The furin cleavage site (FCS), an unusual feature in the SARS-CoV-2 spike protein, has been spotlighted as a factor key to facilitating infection and pathogenesis by increasing spike processing. Similarly, the QTQTN motif directly upstream of the FCS is also an unusual feature for group 2B coronaviruses (CoVs). The QTQTN deletion has consistently been observed in in vitro cultured virus stocks and some clinical isolates. To determine whether the QTQTN motif is critical to SARS-CoV-2 replication and pathogenesis, we generated a mutant deleting the QTQTN motif (ΔQTQTN). Here, we report that the QTQTN deletion attenuates viral replication in respiratory cells in vitro and attenuates disease in vivo. The deletion results in a shortened, more rigid peptide loop that contains the FCS and is less accessible to host proteases, such as TMPRSS2. Thus, the deletion reduced the efficiency of spike processing and attenuates SARS-CoV-2 infection. Importantly, the QTQTN motif also contains residues that are glycosylated, and disruption of its glycosylation also attenuates virus replication in a TMPRSS2-dependent manner. Together, our results reveal that three aspects of the S1/S2 cleavage site—the FCS, loop length, and glycosylation—are required for efficient SARS-CoV-2 replication and pathogenesis.
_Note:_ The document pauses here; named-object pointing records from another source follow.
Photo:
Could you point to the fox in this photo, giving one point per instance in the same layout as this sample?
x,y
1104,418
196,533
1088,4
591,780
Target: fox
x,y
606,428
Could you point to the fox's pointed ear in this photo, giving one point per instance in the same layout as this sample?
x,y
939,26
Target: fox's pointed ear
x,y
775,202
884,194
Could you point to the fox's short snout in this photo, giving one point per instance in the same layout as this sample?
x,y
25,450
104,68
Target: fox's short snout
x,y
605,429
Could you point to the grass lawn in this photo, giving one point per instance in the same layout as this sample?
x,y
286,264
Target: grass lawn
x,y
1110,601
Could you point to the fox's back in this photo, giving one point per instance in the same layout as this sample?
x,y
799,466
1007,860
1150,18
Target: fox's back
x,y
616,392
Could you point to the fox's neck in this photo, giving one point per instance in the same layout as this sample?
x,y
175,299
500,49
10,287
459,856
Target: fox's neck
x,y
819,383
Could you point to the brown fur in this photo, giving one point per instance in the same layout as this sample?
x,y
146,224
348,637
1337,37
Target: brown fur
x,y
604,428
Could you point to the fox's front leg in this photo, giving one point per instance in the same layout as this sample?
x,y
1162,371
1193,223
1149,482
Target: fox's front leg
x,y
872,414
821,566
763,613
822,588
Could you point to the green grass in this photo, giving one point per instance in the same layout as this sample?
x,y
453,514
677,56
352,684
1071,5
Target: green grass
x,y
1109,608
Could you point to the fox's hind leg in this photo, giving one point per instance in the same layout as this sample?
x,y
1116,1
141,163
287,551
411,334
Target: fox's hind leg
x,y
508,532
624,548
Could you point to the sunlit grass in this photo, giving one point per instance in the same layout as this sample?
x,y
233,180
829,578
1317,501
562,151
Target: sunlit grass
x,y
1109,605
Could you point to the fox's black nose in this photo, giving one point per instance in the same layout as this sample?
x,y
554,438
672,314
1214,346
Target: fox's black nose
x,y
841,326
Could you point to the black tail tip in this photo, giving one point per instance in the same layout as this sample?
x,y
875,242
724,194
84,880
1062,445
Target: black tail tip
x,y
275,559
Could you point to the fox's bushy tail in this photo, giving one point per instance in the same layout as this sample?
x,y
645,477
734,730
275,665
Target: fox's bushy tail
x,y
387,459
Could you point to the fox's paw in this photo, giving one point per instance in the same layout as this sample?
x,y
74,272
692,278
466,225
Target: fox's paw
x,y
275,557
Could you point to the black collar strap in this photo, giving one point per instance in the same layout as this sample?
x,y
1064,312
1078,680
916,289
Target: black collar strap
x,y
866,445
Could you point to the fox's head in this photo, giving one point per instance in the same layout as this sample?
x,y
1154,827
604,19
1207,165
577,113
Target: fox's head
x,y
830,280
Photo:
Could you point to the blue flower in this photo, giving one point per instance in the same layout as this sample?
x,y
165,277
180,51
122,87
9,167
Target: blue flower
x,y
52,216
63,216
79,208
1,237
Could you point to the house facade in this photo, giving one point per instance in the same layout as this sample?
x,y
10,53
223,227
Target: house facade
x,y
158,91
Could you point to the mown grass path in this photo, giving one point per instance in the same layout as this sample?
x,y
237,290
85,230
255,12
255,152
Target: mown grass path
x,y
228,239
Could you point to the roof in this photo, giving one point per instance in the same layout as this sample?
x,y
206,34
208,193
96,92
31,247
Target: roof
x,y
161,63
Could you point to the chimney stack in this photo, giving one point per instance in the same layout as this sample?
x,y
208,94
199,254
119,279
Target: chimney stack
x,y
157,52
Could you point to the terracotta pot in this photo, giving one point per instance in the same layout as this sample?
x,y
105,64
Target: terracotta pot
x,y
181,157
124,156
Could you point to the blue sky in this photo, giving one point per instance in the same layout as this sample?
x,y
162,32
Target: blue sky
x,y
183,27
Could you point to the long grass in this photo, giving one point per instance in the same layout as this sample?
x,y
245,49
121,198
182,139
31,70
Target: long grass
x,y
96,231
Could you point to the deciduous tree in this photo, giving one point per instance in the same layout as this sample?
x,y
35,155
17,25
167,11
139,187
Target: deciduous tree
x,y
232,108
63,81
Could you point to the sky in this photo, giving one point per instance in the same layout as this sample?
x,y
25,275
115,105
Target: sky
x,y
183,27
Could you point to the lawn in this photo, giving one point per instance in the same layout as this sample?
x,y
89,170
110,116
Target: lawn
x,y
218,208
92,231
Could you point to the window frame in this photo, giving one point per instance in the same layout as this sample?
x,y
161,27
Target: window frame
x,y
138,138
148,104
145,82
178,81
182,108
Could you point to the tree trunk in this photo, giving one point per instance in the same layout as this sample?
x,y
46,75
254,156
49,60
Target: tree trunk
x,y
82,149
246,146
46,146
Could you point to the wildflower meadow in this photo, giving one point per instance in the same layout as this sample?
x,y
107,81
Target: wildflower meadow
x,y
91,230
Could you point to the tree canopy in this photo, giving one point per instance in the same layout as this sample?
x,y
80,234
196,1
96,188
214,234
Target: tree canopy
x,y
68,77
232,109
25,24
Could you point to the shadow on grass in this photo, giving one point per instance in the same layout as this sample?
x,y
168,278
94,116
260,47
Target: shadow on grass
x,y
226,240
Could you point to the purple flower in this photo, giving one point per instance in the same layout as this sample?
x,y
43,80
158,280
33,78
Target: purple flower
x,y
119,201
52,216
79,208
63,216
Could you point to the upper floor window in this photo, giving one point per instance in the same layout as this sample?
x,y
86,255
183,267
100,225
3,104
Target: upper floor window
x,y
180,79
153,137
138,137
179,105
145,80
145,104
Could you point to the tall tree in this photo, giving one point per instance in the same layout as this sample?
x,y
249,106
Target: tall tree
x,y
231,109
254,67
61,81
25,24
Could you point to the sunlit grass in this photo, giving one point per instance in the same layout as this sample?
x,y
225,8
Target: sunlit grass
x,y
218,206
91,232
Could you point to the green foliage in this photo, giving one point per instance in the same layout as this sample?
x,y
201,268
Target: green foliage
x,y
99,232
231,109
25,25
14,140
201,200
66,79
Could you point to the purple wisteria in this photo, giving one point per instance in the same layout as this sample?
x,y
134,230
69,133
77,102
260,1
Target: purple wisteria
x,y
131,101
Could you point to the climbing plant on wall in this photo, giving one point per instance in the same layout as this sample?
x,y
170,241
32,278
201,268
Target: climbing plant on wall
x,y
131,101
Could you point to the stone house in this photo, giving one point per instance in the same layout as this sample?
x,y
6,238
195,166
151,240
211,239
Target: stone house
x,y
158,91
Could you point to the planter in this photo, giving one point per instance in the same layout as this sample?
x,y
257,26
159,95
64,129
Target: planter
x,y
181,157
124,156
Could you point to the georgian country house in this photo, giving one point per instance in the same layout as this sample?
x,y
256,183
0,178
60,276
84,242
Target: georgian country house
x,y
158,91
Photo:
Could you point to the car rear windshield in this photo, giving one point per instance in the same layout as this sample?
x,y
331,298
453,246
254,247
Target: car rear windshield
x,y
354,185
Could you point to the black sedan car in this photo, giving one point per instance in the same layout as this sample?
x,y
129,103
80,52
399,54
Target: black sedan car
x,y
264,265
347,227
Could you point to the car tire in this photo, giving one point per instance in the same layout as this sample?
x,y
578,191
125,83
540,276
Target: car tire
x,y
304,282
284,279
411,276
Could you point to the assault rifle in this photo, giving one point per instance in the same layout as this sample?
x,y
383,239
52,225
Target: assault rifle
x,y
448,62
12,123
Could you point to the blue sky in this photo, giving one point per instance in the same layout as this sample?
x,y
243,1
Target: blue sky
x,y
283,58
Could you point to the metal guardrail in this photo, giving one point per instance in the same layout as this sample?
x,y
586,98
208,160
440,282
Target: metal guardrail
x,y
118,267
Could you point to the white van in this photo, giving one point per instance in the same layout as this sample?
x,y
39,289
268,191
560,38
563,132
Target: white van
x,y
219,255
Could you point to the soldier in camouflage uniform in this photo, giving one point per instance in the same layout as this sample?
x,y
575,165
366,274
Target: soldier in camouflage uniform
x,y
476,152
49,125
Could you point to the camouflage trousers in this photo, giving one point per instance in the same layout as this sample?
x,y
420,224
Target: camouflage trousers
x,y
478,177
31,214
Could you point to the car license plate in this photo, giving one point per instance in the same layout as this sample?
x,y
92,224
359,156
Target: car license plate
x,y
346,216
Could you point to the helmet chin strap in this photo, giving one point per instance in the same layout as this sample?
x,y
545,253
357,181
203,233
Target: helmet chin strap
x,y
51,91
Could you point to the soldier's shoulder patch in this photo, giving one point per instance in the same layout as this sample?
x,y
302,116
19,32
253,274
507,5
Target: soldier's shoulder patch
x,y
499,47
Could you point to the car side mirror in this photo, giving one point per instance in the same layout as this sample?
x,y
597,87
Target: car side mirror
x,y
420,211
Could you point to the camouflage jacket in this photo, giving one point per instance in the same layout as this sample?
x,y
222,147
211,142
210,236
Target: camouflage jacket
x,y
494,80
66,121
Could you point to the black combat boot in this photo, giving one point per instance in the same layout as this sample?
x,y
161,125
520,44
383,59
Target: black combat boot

SARS-CoV-2 emerged in late 2019 and has caused the largest pandemic since the 1918 influenza outbreak (1). An unusual feature of SARS-CoV-2 is the presence of a furin cleavage site (FCS) in its spike protein (2). The CoV spike is a trimer of spike proteins composed of the S1 and S2 subunits, responsible for receptor binding and membrane fusion, respectively (1). After receptor binding, the spike protein is proteolytically cleaved at the S1/S2 and S2′ sites to activate the fusion machinery. For SARS-CoV-2, the spike protein contains a novel cleavage motif recognized by the host cell furin protease (PRRAR) directly upstream of the S1/S2 cleavage site that facilitates cleavage prior to virion release from the producer cell. This FCS, not found in other group 2B CoVs, plays a key role in spike processing, infectivity, and pathogenesis as shown by our group and others (3, 4).Importantly, another novel amino acid motif, QTQTN, is found directly upstream of the FCS. This QTQTN motif, also absent in other group 2B CoVs, is often deleted and has been pervasive in cultured virus stocks of the alpha, beta, and delta variants (5–8). In addition, the QTQTN deletion has been observed in a small subset of patient samples as well (9–11). Because this deletion has been frequently identified, we set out to characterize it and determine whether it has consequences for viral replication and virulence. Using our infectious clone (12, 13), we demonstrated that the loss of this motif attenuates SARS-CoV-2 replication in respiratory cells in vitro and pathogenesis in hamsters. The QTQTN deletion results in reduced spike cleavage and diminished capacity to use serine proteases on the cell surface for entry. Importantly, mutations of glycosylation-enabling residues in the QTQTN motif results in similar replication attenuation despite intact spike processing. Together, our results highlight elements in the SARS-CoV-2 spike in addition to the FCS that contribute to increased replication and pathogenesis.